# Compiler and Interpreter Technology

Wednesday, January 18th, 2017

Introducing formal languages and DFA.

What are formal languages?Regular language class
How are they defined?DFA machine class
What are machines?Translation of regex into DFA
How are they defined?Simulation of DFA
Relationship between languages and machines.
Hierarchy of language power.

# 1. General view of compilation

• We start at the source: text in a string.
• The "meaning" of that string is a definition of a particular program.
• An operational "meaning" would define what it does:
• An explicit function from inputs to outputs.
• For most programs this would be infeasibly large. $$O(2^{n\cdot2^n})$$ programs of size $$O(2^{n})$$, e.g. $$2^{2048}$$ 8-bit functions, 2024-bits to describe each.
• This is quite hard to deal with, so we use more compact descriptions.
• We aim to preserve this "meaning" when we select instructions.
• The semantics of a program are a formal definition of its "meaning".

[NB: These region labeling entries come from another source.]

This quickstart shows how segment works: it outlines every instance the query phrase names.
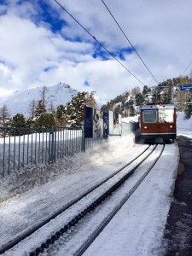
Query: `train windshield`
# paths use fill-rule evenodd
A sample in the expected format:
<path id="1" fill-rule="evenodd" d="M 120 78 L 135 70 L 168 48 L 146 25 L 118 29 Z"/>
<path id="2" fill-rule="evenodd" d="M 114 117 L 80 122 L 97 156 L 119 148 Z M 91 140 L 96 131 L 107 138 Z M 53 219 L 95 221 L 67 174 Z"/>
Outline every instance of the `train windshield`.
<path id="1" fill-rule="evenodd" d="M 156 123 L 157 122 L 157 111 L 147 110 L 143 112 L 143 123 Z"/>
<path id="2" fill-rule="evenodd" d="M 159 110 L 159 122 L 160 123 L 172 123 L 173 122 L 173 109 L 160 109 Z"/>

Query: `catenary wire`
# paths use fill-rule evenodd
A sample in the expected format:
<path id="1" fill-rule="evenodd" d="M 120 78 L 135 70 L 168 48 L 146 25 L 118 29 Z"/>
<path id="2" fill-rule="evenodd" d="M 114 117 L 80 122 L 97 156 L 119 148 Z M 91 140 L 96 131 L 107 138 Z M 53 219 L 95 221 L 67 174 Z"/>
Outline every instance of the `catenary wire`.
<path id="1" fill-rule="evenodd" d="M 120 31 L 122 32 L 122 33 L 124 34 L 124 36 L 125 37 L 125 38 L 127 39 L 127 41 L 130 43 L 130 44 L 131 45 L 132 49 L 134 49 L 134 51 L 137 53 L 137 56 L 139 57 L 139 59 L 142 61 L 143 64 L 145 66 L 145 67 L 148 69 L 148 71 L 149 72 L 149 73 L 151 74 L 151 76 L 153 77 L 153 79 L 154 79 L 154 81 L 158 83 L 158 81 L 156 80 L 156 79 L 154 78 L 154 76 L 153 75 L 153 73 L 151 73 L 151 71 L 149 70 L 149 68 L 148 67 L 148 66 L 145 64 L 145 62 L 143 61 L 143 60 L 142 59 L 142 57 L 140 56 L 140 55 L 138 54 L 138 52 L 137 51 L 137 49 L 135 49 L 135 47 L 132 45 L 132 44 L 131 43 L 131 41 L 129 40 L 129 38 L 127 38 L 127 36 L 125 35 L 125 33 L 124 32 L 123 29 L 120 27 L 119 24 L 118 23 L 117 20 L 114 18 L 114 16 L 113 15 L 113 14 L 111 13 L 111 11 L 109 10 L 108 7 L 107 6 L 107 4 L 105 3 L 105 2 L 103 0 L 101 0 L 102 2 L 102 3 L 105 5 L 106 9 L 108 9 L 108 11 L 109 12 L 109 14 L 111 15 L 111 16 L 113 17 L 113 19 L 114 20 L 114 21 L 116 22 L 117 26 L 119 26 L 119 28 L 120 29 Z"/>
<path id="2" fill-rule="evenodd" d="M 192 64 L 192 61 L 190 61 L 190 63 L 188 65 L 188 67 L 185 68 L 184 72 L 183 73 L 183 76 L 185 73 L 185 72 L 188 70 L 188 68 L 190 67 L 190 65 Z"/>
<path id="3" fill-rule="evenodd" d="M 100 43 L 91 33 L 83 26 L 57 0 L 54 0 L 65 12 L 67 12 L 93 39 L 95 39 L 116 61 L 118 61 L 130 74 L 131 74 L 139 83 L 145 85 L 139 79 L 137 79 L 125 66 L 123 65 L 110 51 L 107 49 L 102 43 Z"/>

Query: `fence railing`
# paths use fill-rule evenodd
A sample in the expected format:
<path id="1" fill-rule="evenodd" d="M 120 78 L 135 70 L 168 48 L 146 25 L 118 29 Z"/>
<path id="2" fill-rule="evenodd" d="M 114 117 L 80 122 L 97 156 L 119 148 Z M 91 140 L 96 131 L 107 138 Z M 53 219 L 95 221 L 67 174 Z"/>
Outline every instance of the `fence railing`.
<path id="1" fill-rule="evenodd" d="M 122 123 L 122 135 L 136 129 L 137 125 Z M 103 142 L 106 139 L 84 139 L 79 127 L 0 127 L 0 175 L 26 166 L 52 164 Z"/>

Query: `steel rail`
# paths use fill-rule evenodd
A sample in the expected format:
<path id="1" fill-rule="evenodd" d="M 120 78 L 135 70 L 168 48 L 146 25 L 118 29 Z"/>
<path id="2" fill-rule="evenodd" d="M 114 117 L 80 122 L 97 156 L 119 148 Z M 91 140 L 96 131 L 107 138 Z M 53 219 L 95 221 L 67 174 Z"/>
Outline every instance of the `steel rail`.
<path id="1" fill-rule="evenodd" d="M 165 148 L 165 144 L 162 147 L 160 155 L 156 158 L 154 162 L 151 165 L 151 166 L 148 169 L 148 171 L 141 177 L 141 178 L 137 182 L 137 183 L 133 186 L 133 188 L 129 191 L 129 193 L 125 196 L 119 204 L 116 206 L 113 211 L 108 216 L 107 218 L 102 223 L 102 224 L 95 230 L 95 232 L 89 237 L 84 244 L 80 247 L 80 249 L 73 254 L 73 256 L 81 256 L 86 249 L 90 246 L 90 244 L 95 241 L 95 239 L 99 236 L 99 234 L 104 230 L 104 228 L 108 225 L 108 224 L 111 221 L 111 219 L 117 214 L 117 212 L 120 210 L 123 205 L 127 201 L 127 200 L 131 197 L 131 195 L 135 192 L 135 190 L 138 188 L 141 183 L 144 180 L 147 175 L 153 169 L 154 166 L 156 164 L 160 157 L 161 156 Z"/>
<path id="2" fill-rule="evenodd" d="M 51 221 L 55 218 L 56 218 L 57 216 L 59 216 L 61 213 L 62 213 L 63 212 L 65 212 L 66 210 L 67 210 L 69 207 L 71 207 L 73 205 L 74 205 L 75 203 L 77 203 L 79 201 L 80 201 L 81 199 L 83 199 L 84 197 L 85 197 L 87 195 L 89 195 L 90 193 L 91 193 L 93 190 L 95 190 L 96 189 L 97 189 L 98 187 L 100 187 L 101 185 L 102 185 L 108 180 L 109 180 L 110 178 L 112 178 L 113 177 L 114 177 L 115 175 L 117 175 L 123 169 L 125 169 L 129 165 L 131 165 L 132 162 L 134 162 L 138 157 L 140 157 L 142 154 L 143 154 L 150 148 L 150 146 L 151 145 L 148 145 L 148 147 L 147 147 L 141 154 L 139 154 L 137 156 L 136 156 L 131 161 L 129 161 L 128 163 L 126 163 L 125 165 L 124 165 L 122 167 L 120 167 L 119 169 L 118 169 L 113 174 L 108 176 L 101 183 L 96 184 L 91 189 L 90 189 L 87 191 L 85 191 L 84 193 L 83 193 L 80 196 L 75 198 L 74 200 L 71 201 L 69 203 L 67 203 L 65 206 L 63 206 L 61 209 L 59 209 L 58 211 L 56 211 L 55 213 L 53 213 L 48 218 L 46 218 L 45 220 L 42 221 L 40 224 L 37 224 L 33 228 L 28 230 L 27 231 L 26 231 L 25 233 L 23 233 L 21 236 L 20 236 L 16 239 L 15 239 L 13 241 L 9 242 L 5 247 L 2 247 L 0 249 L 0 254 L 5 253 L 6 251 L 8 251 L 8 250 L 11 249 L 12 247 L 14 247 L 15 245 L 17 245 L 22 240 L 24 240 L 26 237 L 30 236 L 32 234 L 33 234 L 34 232 L 36 232 L 38 230 L 39 230 L 40 228 L 42 228 L 44 225 L 45 225 L 46 224 L 48 224 L 49 221 Z"/>
<path id="3" fill-rule="evenodd" d="M 48 248 L 51 244 L 60 238 L 64 233 L 69 230 L 73 226 L 84 218 L 89 212 L 92 212 L 99 204 L 109 197 L 113 192 L 119 189 L 129 177 L 131 177 L 134 172 L 143 163 L 143 161 L 148 158 L 148 156 L 155 150 L 157 145 L 150 151 L 135 167 L 129 171 L 125 175 L 124 175 L 116 183 L 114 183 L 110 189 L 108 189 L 104 194 L 95 200 L 91 204 L 90 204 L 86 208 L 84 208 L 80 213 L 76 215 L 71 219 L 67 224 L 63 226 L 60 230 L 55 232 L 50 238 L 47 239 L 46 241 L 43 242 L 39 247 L 30 253 L 30 256 L 37 256 L 43 253 L 45 248 Z M 146 150 L 145 150 L 146 151 Z"/>

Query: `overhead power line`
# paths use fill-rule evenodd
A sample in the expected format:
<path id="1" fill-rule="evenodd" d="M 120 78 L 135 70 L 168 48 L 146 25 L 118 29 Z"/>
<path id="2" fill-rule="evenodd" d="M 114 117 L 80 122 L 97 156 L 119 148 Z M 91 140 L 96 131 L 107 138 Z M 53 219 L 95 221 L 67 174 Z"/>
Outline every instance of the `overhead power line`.
<path id="1" fill-rule="evenodd" d="M 184 72 L 183 73 L 183 76 L 185 73 L 185 72 L 188 70 L 188 68 L 190 67 L 190 65 L 192 64 L 192 61 L 188 65 L 188 67 L 185 68 Z"/>
<path id="2" fill-rule="evenodd" d="M 125 33 L 124 32 L 123 29 L 120 27 L 120 26 L 119 25 L 118 21 L 116 20 L 116 19 L 114 18 L 114 16 L 113 15 L 113 14 L 111 13 L 111 11 L 109 10 L 108 7 L 107 6 L 107 4 L 105 3 L 105 2 L 103 0 L 102 0 L 102 3 L 105 5 L 106 9 L 108 9 L 108 11 L 109 12 L 109 14 L 111 15 L 111 16 L 113 17 L 113 19 L 114 20 L 114 21 L 116 22 L 117 26 L 119 27 L 120 31 L 122 32 L 122 33 L 124 34 L 124 36 L 125 37 L 125 38 L 127 39 L 127 41 L 130 43 L 130 44 L 131 45 L 132 49 L 135 50 L 135 52 L 137 53 L 137 56 L 139 57 L 139 59 L 142 61 L 143 64 L 145 66 L 145 67 L 148 69 L 148 71 L 149 72 L 149 73 L 151 74 L 151 76 L 153 77 L 153 79 L 154 79 L 154 81 L 158 83 L 158 81 L 156 80 L 156 79 L 154 78 L 154 76 L 153 75 L 153 73 L 150 72 L 149 68 L 148 67 L 148 66 L 145 64 L 145 62 L 143 61 L 143 60 L 142 59 L 142 57 L 140 56 L 140 55 L 138 54 L 138 52 L 137 51 L 137 49 L 135 49 L 135 47 L 132 45 L 132 44 L 131 43 L 131 41 L 129 40 L 129 38 L 127 38 L 127 36 L 125 35 Z"/>
<path id="3" fill-rule="evenodd" d="M 118 61 L 130 74 L 131 74 L 139 83 L 145 85 L 139 79 L 137 79 L 123 63 L 121 63 L 107 48 L 100 43 L 91 33 L 80 24 L 57 0 L 54 0 L 65 12 L 67 12 L 94 40 L 96 40 L 116 61 Z"/>

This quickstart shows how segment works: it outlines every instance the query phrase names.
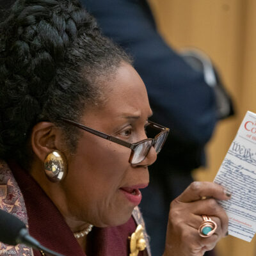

# 2. Why we need formal language

• Human language is kinda informal, innit?
• ti is aslo hhigly rdeudnnat, olny eno tib per chaartecr.
• We can interpret new words based on context, similarity, guesswork.
• Ambiguity in communication can be (somewhat) tolerated.
• One word can have many meanings, many words can mean similar things.
• It takes an intelligent brain to sort this mess out.
Time flies like an arrow. Fruit flies like a banana.
You will be very fortunate to get this person to work for you.
I am pleased to say that this candidate is a former colleague of mine.
I once shot an elephant in my pajamas.

# 3. The syntax of formal languages.

• Formal languages define an exact set of sentences.
• The syntax is precise: every string is in the language, or it is not.
• Given a string, the decision problem (is it in the language?) is binary.
• Common examples of formal languages:
• Programming languages (mostly...).
• File formats.
• Protocols (e.g. layout of network messages).
• Less common examples:
• Traces of a programs execution.
• Events in an API (e.g. the set of interactions with a GUI).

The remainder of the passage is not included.